For travelers, that meant time away from loved ones, chaos at the airport and the stress of spending hours online and on the phone trying to rebook flights. Peter Bockman, a retired actor, and his daughter Malaika, a college student, were supposed to be in Senegal on Saturday celebrating with relatives they hadn't seen in a decade. But their 7:30 p.m. flight Friday from New York to Dakar was canceled, which they only found out when they got to the airport. They were there until 2 a.m. trying to rebook a flight.
“Nobody was organizing, trying to sort things out,” he said, faulting Delta for a lack of customer service. “Nobody explained anything. Not even, ‘Oh we’re so sorry, this is what we can do to help you.’”
Their new flight, for Monday evening, has a layover in Paris, and they are worried there will be issues with that one as well. And they have already missed a big family get-together that was scheduled for Saturday.
Flight delays and cancellations tied to staffing shortages have been a regular problem for the U.S. airline industry this year. Airlines encouraged workers to quit in 2020, when air travel collapsed, and were caught short-staffed this year as travel recovered.
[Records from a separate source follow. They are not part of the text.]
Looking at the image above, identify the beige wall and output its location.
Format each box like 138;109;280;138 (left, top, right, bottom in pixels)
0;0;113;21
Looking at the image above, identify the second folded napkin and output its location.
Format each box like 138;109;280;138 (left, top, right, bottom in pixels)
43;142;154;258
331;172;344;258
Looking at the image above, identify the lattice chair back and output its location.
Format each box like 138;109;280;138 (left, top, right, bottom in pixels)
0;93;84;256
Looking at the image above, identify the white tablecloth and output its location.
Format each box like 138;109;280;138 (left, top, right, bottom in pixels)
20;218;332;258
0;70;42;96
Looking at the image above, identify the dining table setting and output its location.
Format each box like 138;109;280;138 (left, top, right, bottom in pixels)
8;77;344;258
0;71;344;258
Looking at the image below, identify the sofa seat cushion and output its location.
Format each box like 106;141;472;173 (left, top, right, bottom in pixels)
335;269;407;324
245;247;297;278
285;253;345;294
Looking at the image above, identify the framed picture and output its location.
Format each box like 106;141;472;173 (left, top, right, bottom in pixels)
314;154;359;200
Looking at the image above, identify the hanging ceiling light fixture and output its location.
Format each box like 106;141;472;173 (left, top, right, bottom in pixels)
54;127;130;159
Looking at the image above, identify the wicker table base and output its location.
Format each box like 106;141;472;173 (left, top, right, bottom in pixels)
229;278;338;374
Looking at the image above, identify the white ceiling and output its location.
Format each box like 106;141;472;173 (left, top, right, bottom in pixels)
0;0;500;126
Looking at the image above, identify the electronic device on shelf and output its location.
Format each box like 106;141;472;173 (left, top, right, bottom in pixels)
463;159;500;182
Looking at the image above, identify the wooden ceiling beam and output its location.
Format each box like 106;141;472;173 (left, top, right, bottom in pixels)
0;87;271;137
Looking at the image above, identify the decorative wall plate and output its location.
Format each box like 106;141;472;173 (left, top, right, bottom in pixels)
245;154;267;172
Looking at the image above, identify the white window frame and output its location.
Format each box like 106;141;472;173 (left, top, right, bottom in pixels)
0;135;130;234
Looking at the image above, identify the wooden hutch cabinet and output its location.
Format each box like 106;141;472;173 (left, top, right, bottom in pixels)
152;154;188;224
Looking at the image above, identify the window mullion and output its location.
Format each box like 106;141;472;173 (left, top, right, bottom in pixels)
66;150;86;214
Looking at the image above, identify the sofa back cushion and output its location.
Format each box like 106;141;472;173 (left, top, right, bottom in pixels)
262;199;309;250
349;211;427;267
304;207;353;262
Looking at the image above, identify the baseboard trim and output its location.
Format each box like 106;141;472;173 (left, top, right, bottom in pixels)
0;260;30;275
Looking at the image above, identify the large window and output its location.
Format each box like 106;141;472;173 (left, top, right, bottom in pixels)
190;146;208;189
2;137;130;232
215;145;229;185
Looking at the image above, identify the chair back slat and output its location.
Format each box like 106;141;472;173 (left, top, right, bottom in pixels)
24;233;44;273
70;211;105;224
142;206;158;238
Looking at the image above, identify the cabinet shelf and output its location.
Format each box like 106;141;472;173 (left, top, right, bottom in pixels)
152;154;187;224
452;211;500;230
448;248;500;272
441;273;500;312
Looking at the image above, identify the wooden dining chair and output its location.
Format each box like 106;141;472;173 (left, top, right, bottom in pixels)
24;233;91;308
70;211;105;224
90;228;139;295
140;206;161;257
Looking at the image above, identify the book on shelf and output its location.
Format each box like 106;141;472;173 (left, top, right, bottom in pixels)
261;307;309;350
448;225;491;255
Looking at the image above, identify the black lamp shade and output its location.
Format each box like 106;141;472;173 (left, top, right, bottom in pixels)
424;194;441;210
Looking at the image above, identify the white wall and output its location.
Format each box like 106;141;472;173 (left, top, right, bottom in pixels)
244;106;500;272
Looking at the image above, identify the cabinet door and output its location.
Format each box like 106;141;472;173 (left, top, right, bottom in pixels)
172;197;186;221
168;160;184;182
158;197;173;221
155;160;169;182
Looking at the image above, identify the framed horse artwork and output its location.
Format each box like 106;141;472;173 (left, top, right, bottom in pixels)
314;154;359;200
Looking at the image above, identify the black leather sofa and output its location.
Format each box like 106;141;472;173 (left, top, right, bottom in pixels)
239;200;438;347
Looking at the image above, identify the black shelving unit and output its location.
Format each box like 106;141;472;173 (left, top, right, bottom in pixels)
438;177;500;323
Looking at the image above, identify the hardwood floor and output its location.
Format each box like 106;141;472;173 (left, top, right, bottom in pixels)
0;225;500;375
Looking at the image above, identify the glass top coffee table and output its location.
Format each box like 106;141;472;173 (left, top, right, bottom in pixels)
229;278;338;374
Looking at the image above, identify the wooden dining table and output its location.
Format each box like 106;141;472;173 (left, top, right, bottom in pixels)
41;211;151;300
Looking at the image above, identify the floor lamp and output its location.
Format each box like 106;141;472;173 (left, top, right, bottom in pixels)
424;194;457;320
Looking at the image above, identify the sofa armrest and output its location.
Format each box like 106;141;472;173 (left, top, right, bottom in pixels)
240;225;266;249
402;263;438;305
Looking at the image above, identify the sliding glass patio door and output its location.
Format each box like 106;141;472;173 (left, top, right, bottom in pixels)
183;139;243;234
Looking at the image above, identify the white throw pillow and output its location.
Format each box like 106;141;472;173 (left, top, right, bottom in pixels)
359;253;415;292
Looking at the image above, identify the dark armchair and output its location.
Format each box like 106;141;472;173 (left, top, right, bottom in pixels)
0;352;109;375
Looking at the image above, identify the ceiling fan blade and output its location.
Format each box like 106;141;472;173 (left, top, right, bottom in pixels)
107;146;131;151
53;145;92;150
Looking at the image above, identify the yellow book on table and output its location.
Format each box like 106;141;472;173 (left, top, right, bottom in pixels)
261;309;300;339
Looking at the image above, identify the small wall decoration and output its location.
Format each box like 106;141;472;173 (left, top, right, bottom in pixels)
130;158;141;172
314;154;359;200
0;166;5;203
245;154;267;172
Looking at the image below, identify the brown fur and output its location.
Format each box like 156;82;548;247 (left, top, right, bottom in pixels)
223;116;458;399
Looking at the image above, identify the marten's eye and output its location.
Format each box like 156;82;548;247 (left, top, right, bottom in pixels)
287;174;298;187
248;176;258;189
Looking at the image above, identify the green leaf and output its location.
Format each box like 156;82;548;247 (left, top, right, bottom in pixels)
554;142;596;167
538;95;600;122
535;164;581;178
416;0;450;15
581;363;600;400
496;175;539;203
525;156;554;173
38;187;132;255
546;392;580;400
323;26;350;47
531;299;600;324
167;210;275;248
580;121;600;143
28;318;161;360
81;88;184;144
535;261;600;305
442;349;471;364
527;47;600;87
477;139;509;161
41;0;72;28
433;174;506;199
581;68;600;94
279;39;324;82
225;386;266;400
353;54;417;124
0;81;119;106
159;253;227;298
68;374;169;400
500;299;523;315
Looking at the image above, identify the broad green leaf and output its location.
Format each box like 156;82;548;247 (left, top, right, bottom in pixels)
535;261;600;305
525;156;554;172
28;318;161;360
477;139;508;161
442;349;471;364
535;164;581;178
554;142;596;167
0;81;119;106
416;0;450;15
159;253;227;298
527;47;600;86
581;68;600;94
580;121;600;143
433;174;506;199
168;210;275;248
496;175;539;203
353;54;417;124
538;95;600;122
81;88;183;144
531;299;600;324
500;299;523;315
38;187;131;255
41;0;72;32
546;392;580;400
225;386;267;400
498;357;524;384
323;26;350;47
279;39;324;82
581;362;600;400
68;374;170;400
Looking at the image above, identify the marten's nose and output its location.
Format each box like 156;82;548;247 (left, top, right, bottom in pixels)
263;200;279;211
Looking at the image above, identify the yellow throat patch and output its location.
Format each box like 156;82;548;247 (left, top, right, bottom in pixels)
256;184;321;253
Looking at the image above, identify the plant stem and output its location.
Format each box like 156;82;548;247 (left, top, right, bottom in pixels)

To ease staffing shortages, countries including Spain and the U.K. have reduced the length of COVID-19 quarantines by letting people return to work sooner after testing positive or being exposed to the virus.
Delta CEO Ed Bastian was among those who have called on the Biden administration to take similar steps or risk further disruptions in air travel. On Thursday, the U.S. shortened COVID-19 isolation rules for health care workers only.